Q: Linda, what role can parents play in supporting the program and promoting carryover? Can you share any specific examples of how this may play itself out?
Meyer: Recent research suggests that parents play an important role getting and keeping their children involved in fitness programs (Nelson, Gordon-Larsen, Adair, & Popkin, 2005). As individuals with autism may be unable to independently demonstrate an interest in, or determine a need for a type of a fitness program, parents frequently play these critical roles. Traditionally, when any family member participates in a sport or fitness program, it impacts the entire family. Parents need to be able, willing, and agree to dedicate family resources (e.g., time, money, transportation) to begin and continue a meaningful fitness program for their family member with autism. We’ve observed that when an individual with autism gets involved in regular fitness activities, more often than not, moms and dads, as well as teachers and support persons also begin to participate.
To assess the impact a running club had on families at the Eden II School in Staten Island, Randy Horowitz distributed a survey to determine how often parents participated in exercise routines with their children.

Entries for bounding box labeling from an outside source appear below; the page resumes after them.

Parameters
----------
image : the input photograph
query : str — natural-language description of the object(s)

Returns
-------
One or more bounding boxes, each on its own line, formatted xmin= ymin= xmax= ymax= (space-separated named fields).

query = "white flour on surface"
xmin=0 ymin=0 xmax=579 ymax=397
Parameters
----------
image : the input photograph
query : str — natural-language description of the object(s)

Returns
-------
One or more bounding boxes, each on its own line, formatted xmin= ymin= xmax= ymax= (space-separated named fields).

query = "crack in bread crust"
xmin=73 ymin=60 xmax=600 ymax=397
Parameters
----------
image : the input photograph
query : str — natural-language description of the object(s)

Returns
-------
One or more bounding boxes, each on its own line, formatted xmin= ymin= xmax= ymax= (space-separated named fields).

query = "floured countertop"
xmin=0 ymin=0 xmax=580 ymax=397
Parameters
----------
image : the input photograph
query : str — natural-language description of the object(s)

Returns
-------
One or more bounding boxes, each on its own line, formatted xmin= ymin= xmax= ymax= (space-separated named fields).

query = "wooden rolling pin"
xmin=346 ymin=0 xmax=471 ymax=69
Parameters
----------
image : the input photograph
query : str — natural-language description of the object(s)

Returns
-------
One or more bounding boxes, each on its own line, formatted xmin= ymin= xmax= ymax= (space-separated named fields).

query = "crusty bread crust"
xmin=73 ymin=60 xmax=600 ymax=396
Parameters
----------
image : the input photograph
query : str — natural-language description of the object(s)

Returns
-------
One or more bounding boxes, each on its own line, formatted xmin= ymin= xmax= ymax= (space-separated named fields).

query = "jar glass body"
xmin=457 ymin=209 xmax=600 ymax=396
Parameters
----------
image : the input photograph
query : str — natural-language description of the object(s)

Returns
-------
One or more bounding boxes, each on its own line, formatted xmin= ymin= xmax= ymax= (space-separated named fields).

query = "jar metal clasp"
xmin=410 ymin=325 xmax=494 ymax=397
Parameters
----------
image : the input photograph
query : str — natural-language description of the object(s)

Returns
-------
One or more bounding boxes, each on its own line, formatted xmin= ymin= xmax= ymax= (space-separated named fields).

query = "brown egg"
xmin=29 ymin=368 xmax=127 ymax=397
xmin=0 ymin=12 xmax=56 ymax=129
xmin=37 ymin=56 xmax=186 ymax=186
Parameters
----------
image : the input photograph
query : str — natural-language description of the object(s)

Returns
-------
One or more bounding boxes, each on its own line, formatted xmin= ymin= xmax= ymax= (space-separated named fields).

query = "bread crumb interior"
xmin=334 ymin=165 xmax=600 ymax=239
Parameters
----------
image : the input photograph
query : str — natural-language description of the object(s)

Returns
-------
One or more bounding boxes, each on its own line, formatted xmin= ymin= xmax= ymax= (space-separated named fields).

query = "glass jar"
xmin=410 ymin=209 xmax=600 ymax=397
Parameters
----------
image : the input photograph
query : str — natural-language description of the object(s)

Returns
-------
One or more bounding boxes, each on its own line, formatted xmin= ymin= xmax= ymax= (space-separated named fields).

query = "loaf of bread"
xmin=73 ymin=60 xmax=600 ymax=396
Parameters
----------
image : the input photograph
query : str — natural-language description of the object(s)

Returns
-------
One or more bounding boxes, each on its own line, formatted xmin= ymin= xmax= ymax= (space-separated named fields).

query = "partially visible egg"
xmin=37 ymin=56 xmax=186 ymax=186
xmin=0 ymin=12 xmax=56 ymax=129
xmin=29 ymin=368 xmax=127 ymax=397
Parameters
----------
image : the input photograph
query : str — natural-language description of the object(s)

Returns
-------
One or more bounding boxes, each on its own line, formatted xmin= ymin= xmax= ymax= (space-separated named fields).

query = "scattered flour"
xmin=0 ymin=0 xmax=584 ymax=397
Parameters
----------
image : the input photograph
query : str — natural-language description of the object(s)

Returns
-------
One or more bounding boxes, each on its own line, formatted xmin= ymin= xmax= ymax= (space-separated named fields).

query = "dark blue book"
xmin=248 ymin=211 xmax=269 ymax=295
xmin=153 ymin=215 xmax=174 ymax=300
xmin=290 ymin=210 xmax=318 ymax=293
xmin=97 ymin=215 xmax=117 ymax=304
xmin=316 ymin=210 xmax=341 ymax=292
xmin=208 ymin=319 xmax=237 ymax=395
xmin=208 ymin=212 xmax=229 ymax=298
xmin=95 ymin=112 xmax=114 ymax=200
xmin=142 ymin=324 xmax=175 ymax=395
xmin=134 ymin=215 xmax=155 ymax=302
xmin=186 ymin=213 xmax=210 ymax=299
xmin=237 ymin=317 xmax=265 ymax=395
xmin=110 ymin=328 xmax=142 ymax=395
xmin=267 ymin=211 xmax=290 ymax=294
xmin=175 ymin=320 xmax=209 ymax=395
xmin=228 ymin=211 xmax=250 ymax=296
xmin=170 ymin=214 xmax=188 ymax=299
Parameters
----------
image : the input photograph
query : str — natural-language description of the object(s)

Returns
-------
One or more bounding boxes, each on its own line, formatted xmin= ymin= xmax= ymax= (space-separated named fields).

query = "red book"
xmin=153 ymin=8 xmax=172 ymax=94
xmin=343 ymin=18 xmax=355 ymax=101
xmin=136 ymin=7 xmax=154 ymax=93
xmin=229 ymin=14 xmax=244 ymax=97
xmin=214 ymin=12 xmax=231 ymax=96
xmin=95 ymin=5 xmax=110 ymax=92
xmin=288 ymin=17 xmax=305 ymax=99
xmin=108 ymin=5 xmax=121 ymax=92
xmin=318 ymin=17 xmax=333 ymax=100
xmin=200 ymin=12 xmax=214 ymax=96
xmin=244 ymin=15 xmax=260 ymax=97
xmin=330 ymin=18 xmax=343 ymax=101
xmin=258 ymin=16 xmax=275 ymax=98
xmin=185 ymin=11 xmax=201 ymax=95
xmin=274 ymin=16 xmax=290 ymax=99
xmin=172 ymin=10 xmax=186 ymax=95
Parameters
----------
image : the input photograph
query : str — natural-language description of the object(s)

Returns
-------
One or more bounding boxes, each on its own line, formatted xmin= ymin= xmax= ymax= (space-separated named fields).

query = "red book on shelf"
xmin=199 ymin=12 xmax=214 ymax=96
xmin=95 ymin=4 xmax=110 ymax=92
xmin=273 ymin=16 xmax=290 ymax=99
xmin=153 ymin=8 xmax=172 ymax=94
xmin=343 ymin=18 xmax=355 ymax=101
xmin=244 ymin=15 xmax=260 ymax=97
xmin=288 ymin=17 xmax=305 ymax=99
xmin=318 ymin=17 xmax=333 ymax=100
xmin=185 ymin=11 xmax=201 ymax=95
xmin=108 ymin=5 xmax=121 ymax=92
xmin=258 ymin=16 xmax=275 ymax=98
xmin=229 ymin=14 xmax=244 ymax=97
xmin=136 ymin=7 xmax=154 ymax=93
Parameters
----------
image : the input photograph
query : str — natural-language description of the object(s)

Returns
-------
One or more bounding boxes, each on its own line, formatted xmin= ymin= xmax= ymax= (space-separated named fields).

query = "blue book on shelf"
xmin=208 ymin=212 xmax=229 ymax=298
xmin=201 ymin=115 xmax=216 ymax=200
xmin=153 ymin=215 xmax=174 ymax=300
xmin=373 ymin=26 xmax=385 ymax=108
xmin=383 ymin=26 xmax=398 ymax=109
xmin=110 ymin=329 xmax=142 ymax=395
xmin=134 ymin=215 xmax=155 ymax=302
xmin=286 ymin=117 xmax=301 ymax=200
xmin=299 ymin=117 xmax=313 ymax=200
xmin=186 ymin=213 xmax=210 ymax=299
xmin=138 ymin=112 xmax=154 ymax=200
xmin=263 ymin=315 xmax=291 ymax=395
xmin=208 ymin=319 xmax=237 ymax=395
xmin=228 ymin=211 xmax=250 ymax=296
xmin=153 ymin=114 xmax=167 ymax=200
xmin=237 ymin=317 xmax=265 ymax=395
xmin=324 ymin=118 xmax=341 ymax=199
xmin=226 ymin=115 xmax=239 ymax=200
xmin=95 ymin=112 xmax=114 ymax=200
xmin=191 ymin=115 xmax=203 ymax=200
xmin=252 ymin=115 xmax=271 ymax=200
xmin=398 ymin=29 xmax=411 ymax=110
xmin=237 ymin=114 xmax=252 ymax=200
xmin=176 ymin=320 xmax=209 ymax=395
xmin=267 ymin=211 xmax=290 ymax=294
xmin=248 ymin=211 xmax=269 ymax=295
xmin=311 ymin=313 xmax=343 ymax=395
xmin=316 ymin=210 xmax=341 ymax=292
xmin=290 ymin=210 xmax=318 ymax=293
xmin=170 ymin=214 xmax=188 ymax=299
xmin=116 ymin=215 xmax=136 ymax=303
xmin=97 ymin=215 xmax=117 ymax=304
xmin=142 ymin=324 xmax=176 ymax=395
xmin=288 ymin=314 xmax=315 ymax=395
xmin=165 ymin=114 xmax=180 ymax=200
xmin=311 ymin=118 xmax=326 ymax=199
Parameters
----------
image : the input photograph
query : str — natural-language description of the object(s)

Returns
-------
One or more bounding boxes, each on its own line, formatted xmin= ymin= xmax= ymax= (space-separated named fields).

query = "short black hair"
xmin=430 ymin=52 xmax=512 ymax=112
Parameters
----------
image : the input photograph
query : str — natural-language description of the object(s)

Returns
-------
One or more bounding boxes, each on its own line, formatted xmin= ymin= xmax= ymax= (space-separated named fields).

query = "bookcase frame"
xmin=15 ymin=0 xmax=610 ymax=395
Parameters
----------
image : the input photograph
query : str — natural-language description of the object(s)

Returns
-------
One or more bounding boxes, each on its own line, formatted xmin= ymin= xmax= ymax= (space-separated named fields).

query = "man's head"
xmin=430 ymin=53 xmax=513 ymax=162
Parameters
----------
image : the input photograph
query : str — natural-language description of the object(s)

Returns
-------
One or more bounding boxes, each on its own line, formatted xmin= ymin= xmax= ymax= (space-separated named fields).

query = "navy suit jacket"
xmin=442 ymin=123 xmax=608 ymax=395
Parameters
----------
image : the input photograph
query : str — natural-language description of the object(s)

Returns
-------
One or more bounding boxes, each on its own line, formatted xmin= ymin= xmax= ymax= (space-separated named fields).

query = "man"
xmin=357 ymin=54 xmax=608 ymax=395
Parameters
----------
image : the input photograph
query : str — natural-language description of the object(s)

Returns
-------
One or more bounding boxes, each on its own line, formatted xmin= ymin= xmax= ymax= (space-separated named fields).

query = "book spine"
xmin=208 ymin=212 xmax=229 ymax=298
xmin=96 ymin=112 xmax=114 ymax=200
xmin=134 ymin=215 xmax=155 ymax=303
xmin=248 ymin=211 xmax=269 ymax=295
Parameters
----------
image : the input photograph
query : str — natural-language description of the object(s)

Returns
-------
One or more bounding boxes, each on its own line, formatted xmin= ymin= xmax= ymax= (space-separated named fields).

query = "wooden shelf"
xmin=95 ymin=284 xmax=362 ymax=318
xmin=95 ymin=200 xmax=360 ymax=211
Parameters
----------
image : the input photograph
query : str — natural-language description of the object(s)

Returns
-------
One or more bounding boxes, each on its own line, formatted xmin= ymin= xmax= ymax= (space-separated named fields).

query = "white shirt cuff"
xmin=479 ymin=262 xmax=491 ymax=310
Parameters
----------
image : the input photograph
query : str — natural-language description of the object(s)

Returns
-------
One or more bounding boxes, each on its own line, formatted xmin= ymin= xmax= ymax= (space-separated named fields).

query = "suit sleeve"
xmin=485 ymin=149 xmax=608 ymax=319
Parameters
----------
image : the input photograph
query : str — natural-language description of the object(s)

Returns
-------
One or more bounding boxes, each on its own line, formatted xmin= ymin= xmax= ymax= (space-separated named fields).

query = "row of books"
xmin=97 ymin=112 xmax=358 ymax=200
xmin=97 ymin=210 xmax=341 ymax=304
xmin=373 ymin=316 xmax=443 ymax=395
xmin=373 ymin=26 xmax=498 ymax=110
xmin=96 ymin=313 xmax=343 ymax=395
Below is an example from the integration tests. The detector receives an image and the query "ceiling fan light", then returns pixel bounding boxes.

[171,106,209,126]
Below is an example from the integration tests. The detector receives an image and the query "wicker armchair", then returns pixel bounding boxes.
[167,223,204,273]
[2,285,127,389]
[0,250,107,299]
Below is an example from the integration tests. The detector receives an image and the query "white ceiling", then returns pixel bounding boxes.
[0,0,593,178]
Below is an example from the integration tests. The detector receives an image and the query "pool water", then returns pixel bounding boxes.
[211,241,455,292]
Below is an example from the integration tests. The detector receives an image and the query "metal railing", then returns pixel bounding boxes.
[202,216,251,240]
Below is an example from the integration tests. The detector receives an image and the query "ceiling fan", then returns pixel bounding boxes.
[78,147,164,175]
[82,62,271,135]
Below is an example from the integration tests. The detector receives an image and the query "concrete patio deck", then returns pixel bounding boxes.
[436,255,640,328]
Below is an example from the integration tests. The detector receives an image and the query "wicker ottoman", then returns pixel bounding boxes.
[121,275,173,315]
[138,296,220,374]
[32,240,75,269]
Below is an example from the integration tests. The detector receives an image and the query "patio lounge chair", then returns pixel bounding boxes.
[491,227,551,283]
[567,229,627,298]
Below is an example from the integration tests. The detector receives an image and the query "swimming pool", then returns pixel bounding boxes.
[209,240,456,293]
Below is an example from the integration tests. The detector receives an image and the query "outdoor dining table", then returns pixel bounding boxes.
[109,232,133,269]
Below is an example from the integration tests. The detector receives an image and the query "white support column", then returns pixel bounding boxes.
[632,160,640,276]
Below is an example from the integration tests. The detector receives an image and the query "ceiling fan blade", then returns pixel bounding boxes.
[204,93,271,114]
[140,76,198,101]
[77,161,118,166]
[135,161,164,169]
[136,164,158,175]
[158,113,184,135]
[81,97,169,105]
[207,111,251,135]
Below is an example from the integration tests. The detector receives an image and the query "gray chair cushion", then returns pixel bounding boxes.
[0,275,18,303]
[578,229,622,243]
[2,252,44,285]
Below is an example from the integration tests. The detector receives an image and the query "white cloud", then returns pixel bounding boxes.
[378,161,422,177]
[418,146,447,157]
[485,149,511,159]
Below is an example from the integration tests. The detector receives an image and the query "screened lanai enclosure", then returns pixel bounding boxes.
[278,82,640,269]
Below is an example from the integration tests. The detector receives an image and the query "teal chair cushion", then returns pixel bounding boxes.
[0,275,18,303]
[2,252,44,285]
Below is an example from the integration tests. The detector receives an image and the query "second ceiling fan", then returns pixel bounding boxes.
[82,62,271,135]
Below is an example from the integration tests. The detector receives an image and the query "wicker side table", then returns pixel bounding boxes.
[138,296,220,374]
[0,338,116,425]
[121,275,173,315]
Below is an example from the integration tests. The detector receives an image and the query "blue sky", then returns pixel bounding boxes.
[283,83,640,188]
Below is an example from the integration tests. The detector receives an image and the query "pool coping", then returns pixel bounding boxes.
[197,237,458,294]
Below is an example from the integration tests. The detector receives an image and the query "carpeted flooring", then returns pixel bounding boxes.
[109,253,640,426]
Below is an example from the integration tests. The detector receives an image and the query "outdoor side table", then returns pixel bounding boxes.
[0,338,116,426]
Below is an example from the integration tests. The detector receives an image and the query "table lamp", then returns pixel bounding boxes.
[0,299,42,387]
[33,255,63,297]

Prior to the running club, 20% of parents reported that they had participated with their child in any exercise program. Seven months after the running club began, the same families were surveyed again, and 23 out of the 35 (66%) respondents indicated that they had participated in exercise routines with their children.
Parents are now running with their children in the park or at the track of the local YMCA, which is also where the participants run weekly with the school-based running club. One mom and dad reported that they had never run in any scored races before their sons started running. And now, the dad has completed over 40 races (the majority with one of his sons) and the mom has completed at least a dozen races, often running as fast as she can to keep up with her speedy sons!
Running has become the focal point of many Eden II families. In addition to the running club in school, many families have connected with volunteer coaches and spend evenings running and weekends competing in neighborhood races. Running has not only resulted in increased fitness, but has opened the doors for inclusion in community activities for both participants and their families.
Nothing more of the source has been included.